ここまですべての攻撃を弾いていた魔神機だったが、さすがに大の苦手とする神霊術を無効化することは出来ず、光雨によって無数の穴を穿たれた。
腕の力が緩み、俺はなんとか手の中から抜け出して、地面へ落下した。
「かはっ……!」
身体をなんとか起こすと、胃の中から血の味が逆流してきた。
吐きそうになるのを無理矢理飲み込んだ。
内臓が傷ついているのかもしれない。
「大丈夫ですか、クロームさん!」
「ああ、なんとかな……」
近付いてきたミリアルドが治癒術をかけてくれる。
幾分か身体が楽になって、俺は立ち上がる。
みんなも集まって、俺の周囲を囲んでくれた。
魔神機は怒りや憎しみの混じった瞳を俺に向け、しかし動かずにいた。
こちらの様子を伺っているようにも見えた。
「どうだ、ミリアルド。……あれを、どう思う?」
物言わぬ巨人を見上げて、俺は尋ねた。
この魔神機から感じる覇気――これは紛れもなく、魔王ディオソールのものだ。
先ほどバランが乗っていた時も似た波動は感じていたが、今度はかなり色濃く感じ取れる。
「ええ、わかります。

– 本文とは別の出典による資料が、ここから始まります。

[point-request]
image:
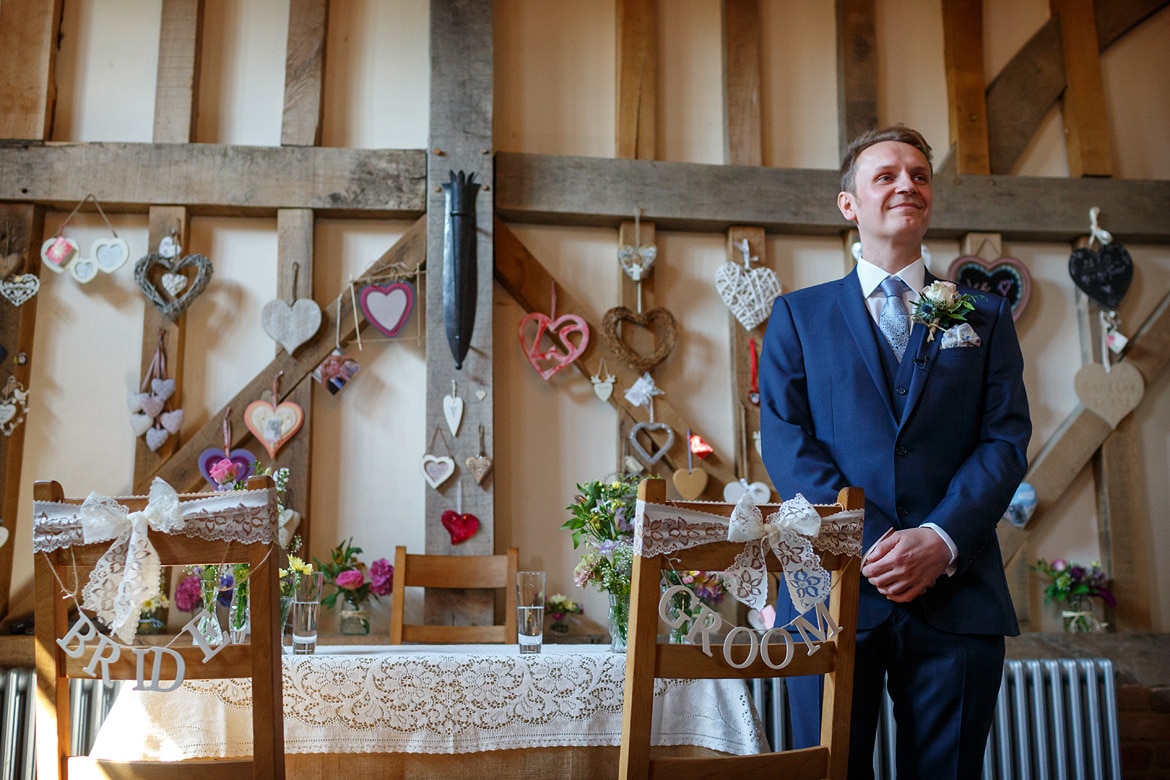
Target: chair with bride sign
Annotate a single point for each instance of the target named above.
(184, 530)
(832, 655)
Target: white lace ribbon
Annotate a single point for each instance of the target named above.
(795, 533)
(128, 572)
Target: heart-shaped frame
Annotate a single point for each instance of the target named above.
(1004, 276)
(658, 321)
(150, 269)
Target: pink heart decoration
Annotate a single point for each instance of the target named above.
(387, 308)
(241, 457)
(559, 330)
(461, 527)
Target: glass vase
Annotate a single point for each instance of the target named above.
(619, 621)
(353, 621)
(238, 614)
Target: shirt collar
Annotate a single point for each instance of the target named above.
(872, 276)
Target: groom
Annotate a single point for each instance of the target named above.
(935, 428)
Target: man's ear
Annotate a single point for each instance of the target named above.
(845, 202)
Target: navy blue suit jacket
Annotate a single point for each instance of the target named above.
(954, 457)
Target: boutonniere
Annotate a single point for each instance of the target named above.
(942, 305)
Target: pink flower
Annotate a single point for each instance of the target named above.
(382, 577)
(351, 579)
(224, 471)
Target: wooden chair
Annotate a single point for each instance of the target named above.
(493, 572)
(647, 660)
(259, 660)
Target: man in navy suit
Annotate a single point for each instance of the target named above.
(936, 436)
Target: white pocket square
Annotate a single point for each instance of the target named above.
(961, 335)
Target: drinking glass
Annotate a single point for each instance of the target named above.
(305, 606)
(530, 608)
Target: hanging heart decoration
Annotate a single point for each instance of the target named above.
(559, 332)
(461, 527)
(387, 306)
(243, 460)
(290, 325)
(659, 322)
(1006, 277)
(651, 428)
(747, 291)
(20, 289)
(436, 469)
(178, 290)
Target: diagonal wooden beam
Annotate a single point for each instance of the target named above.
(525, 278)
(179, 470)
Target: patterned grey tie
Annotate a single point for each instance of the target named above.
(895, 319)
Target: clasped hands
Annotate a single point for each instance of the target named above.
(903, 564)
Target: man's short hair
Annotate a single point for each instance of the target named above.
(897, 132)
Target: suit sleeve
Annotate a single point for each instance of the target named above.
(795, 460)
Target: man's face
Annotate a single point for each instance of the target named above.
(892, 193)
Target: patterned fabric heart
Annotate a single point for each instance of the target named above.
(461, 527)
(748, 294)
(558, 331)
(1005, 276)
(1103, 275)
(150, 270)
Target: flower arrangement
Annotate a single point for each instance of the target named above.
(942, 305)
(1072, 585)
(558, 607)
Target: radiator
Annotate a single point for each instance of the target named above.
(1054, 720)
(89, 702)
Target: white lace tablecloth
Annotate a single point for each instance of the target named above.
(429, 699)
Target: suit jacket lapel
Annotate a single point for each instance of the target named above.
(858, 321)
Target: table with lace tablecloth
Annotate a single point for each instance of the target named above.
(431, 699)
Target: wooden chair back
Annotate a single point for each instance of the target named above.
(259, 660)
(470, 572)
(647, 660)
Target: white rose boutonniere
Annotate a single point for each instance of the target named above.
(941, 305)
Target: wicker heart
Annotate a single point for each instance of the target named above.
(140, 423)
(290, 326)
(436, 470)
(637, 261)
(151, 270)
(748, 294)
(387, 308)
(658, 321)
(651, 427)
(1005, 276)
(1103, 275)
(20, 289)
(110, 254)
(689, 484)
(243, 460)
(156, 437)
(480, 466)
(461, 527)
(273, 425)
(1109, 394)
(563, 351)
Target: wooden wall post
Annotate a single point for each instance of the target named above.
(461, 102)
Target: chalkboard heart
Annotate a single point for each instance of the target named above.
(1103, 275)
(387, 308)
(461, 527)
(290, 326)
(559, 332)
(1109, 394)
(659, 322)
(242, 458)
(151, 270)
(1005, 276)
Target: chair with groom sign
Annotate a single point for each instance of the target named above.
(227, 527)
(646, 660)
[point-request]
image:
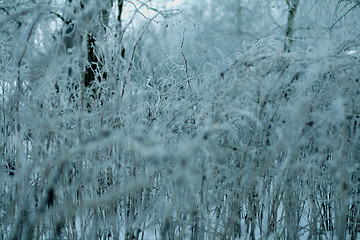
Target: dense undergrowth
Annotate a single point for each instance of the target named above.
(266, 147)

……自我が、蘇ったのでしょうね」
「やはり、か……」
魔王ディオソールは未だ復活し切っていなかった。
予言した完全復活まであと五年あった。魔王としての意思は未だ蘇ってはいなかった。
だが、恐らくバランが蓄えた魔力を用いることで、不完全とはいえその自我を取り戻したのだ。
いや、自我ではなく、本能とでも言おうか。
魔族の王として、人間を討ち滅ぼすための純粋な邪悪の意思だ。
「僕の神霊術も半ば無効化されています。そのせいで闇の守りも復活したみたいですね」
「またかよ。くそ、どれだけ固くなるんだよ、あいつはよ」
ローガがぼやく。雑多の魔物の闇の守りならば、力で無理矢理突破も出来るのだが、相手が相手だ。
人間に力を与え、魔を弱体化するこの神霊術の空間において、俺たちの攻撃を防ぐ闇の守りを強固にしている。
それほどまでのすさまじい魔力を持っているのだ。
「では、どうするのです?」
「……戦いを長引かせたら、それこそ本当にディオソールが完全に蘇ってしまうかもしれません。そうなってしまったらお終いです」
サトリナの問いにミリアルドは答える。
「だから、一気に決めるしかありません」
俺たちにはまだ、魔王ディオソールを相手取れるほどの実力はない。
もしもあの魔神機を依り代に完全復活を遂げられたら、もはや世界は終わってしまう。
だが、そんなことはさせない。させてたまるか。
覚悟を決めて、剣を強く握りしめた。